Acquired Mutation of the Tyrosine Kinase JAK2V617F in Egyptian Patients with Myeloid Disorders

Abstract

Janus Kinase 2 (JAK2) is a member of a family of four Janus Kinases, 2, and 3 and tyrosine kinase 2. Mutated JAK2 (V617F) has the ability to activate downstream signal transducer and activator of transcription (STAT)-mediated transcription in the absence of the ligand erythropoietin. The autoinhibitory activity of JAK2 is disrupted by the presence of the V617F mutation. Somatic mutation in JAK2 (V617F) gene has been reported in myeloid disorders. This study reports the prevalence of JAK2V617F using amplification refractory mutation system (ARMS)-polymerase chain reaction in 246 Egyptian patients with different myeloid disorders and studied the relationship between the JAK2V617F mutation and parameters in peripheral blood.

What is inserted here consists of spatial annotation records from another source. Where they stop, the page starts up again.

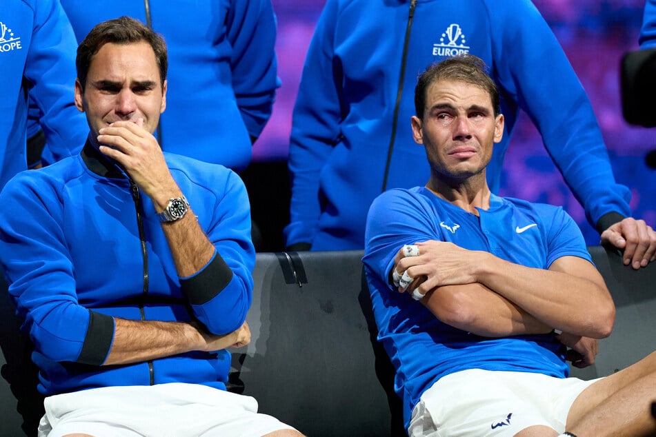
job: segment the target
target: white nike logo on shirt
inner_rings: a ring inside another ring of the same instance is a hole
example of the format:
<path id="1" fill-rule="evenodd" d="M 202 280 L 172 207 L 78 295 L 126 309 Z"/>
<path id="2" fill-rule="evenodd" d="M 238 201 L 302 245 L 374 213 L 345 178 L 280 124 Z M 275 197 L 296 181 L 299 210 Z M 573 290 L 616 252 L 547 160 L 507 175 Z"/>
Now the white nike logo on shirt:
<path id="1" fill-rule="evenodd" d="M 524 227 L 519 227 L 519 226 L 517 226 L 517 227 L 515 228 L 515 232 L 517 232 L 517 234 L 521 234 L 527 229 L 530 229 L 533 227 L 533 226 L 537 226 L 537 223 L 531 223 L 530 225 L 526 225 Z"/>

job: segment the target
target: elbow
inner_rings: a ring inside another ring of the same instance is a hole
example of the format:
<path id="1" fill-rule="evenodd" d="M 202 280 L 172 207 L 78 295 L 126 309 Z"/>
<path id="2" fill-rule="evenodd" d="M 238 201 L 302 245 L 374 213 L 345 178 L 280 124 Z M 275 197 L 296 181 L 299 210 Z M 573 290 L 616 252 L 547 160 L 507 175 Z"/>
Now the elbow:
<path id="1" fill-rule="evenodd" d="M 615 307 L 610 305 L 599 316 L 598 338 L 606 338 L 613 332 L 613 327 L 615 323 Z"/>
<path id="2" fill-rule="evenodd" d="M 457 294 L 452 294 L 449 298 L 441 300 L 433 313 L 444 323 L 459 329 L 470 331 L 477 316 L 470 310 L 470 306 L 463 302 L 463 299 L 459 298 L 459 296 L 466 297 Z"/>
<path id="3" fill-rule="evenodd" d="M 590 332 L 584 335 L 592 338 L 606 338 L 613 332 L 615 323 L 615 305 L 612 304 L 606 305 L 604 307 L 600 308 L 593 318 L 590 318 L 589 323 Z"/>

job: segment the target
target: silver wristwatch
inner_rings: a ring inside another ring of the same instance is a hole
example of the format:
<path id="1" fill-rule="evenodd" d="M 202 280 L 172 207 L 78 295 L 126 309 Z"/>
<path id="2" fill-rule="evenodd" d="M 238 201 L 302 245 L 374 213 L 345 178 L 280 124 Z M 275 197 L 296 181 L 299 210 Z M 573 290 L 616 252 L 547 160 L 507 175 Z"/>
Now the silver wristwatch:
<path id="1" fill-rule="evenodd" d="M 161 222 L 175 221 L 182 218 L 188 210 L 189 202 L 184 196 L 174 197 L 168 201 L 168 205 L 157 216 Z"/>

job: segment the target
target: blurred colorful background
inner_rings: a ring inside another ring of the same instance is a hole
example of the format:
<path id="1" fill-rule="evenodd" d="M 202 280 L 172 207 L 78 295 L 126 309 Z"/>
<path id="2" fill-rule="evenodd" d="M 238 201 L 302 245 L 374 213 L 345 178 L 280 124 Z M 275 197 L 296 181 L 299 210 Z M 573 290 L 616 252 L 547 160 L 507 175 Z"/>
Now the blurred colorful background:
<path id="1" fill-rule="evenodd" d="M 375 1 L 375 0 L 372 0 Z M 278 19 L 278 91 L 271 119 L 254 146 L 254 163 L 286 161 L 291 114 L 308 45 L 324 0 L 273 0 Z M 656 128 L 627 123 L 622 112 L 619 66 L 638 48 L 644 0 L 535 0 L 587 90 L 608 149 L 616 179 L 632 193 L 633 216 L 656 227 L 656 170 L 645 163 L 656 149 Z M 656 78 L 655 78 L 656 80 Z M 588 245 L 599 234 L 563 182 L 541 139 L 524 116 L 504 162 L 502 195 L 563 205 Z"/>

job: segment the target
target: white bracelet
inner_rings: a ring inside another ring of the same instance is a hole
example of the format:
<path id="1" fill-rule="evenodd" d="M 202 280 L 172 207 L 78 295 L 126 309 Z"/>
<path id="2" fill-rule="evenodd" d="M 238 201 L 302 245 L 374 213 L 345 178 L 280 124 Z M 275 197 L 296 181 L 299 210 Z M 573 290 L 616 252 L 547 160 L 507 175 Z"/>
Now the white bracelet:
<path id="1" fill-rule="evenodd" d="M 406 244 L 403 247 L 404 256 L 419 256 L 419 247 L 416 244 Z"/>
<path id="2" fill-rule="evenodd" d="M 415 281 L 415 279 L 408 274 L 408 271 L 406 270 L 403 272 L 403 276 L 401 276 L 401 279 L 399 281 L 399 286 L 406 289 L 408 285 L 413 283 L 413 281 Z"/>

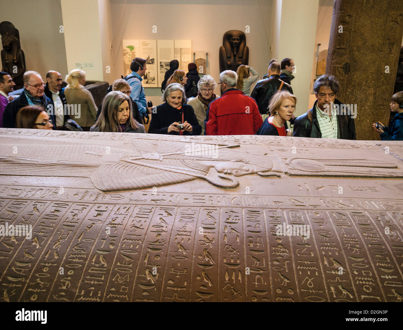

The mutation was detected among 88 patients (35.8%) with different myeloid disorders. JAK2V617F was found among 81.4% of polycythemia vera (PV), 50% of essential thrombocythemia, 46.1% of primary myelofibrosis (PMF), 33.3% of philadelphia (Ph)-negative chronic myeloid leukemia, 33.3% of myelodysplastic syndrome (MDS)/myeloproliferative neoplasm (MPN), and 50% of refractory anemia with ringed sideroblasts associated with marked thrombocytosis (RARS-T) patients. Hemoglobin and white blood cells were significantly higher in the mutated group of MPN including PV, essential thrombocythemia, and PMF, whereas platelet counts were higher among the mutated PV, PMF, RARS-T, and MDS/MPN group. The identification of JAK2V617F mutations has raised the prospect of developing specific JAK2V617F inhibitors to treat mutated patients.